Join writer, filmmaker, and archivist Jay Bernard as they read from their Ted Hughes Award-winning debut collection, Surge.
Exploring the devastating New Cross fire of 1981, in which thirteen young black people were killed, Surge (Chatto and Windus) traces a line from New Cross to the ‘towers of blood’ of the 2017 Grenfell fire.
This collection speaks in and of the voices of the past, brought back by the incantation of dancehall rhythms and the music of Jamaican patois, to form a living presence in the absence of justice. A ground-breaking work of excavation, memory and activism, Surge shines a much needed light on an unacknowledged chapter in British history.

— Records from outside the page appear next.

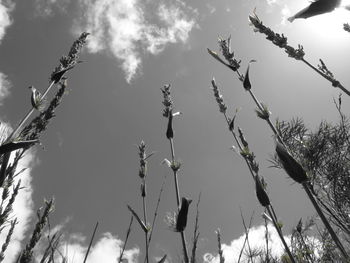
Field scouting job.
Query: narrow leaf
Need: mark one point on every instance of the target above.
(246, 81)
(13, 146)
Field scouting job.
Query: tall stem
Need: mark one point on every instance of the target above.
(183, 238)
(145, 220)
(327, 78)
(275, 223)
(325, 222)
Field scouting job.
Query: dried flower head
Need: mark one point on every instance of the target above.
(33, 130)
(263, 113)
(225, 46)
(277, 39)
(143, 162)
(178, 221)
(167, 102)
(290, 165)
(261, 193)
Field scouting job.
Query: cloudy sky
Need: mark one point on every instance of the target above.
(88, 160)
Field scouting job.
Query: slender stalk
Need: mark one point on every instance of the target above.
(267, 241)
(145, 220)
(305, 186)
(337, 84)
(126, 239)
(182, 233)
(279, 231)
(26, 117)
(90, 244)
(246, 240)
(156, 211)
(325, 222)
(239, 145)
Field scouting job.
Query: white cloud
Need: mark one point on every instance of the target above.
(46, 8)
(5, 86)
(256, 240)
(106, 249)
(6, 7)
(286, 13)
(272, 2)
(121, 28)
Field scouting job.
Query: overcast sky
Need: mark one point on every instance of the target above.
(88, 160)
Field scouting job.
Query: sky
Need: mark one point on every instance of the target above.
(88, 159)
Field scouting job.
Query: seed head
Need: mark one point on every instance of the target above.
(261, 193)
(290, 165)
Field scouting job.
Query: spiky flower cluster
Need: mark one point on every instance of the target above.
(167, 101)
(69, 61)
(218, 97)
(225, 46)
(143, 162)
(27, 253)
(277, 39)
(328, 74)
(39, 124)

‘The collection’s major achievement is its unfailing attentiveness to the framing of history through the stories of individuals and collectives that the poet holds, urgently, ethically and so skilfully, in their hands’ – Sandeep Parmar Guardian
Jay will read from their work, followed by audience Q&A and book signing.
Jay Bernard is a writer and poet from London. Their work is interdisciplinary, critical, queer and rooted in the archive. They have written several pamphlets, and won the 2018 Ted Hughes Award for their debut full collection Surge: Side A. In 2019 they were selected as one of Britain’s ten best BAME writers for the British Council and National Centre for Writing’s International Literature Showcase. Jay’s short film Something Said has screened in the UK and internationally, including Aesthetica and Leeds International Film Festivals, Sheffield DocFest and CinemAfrica. Jay is a programmer at BFI Flare, an archivist at Mayday Rooms and resident artist at Raven Row.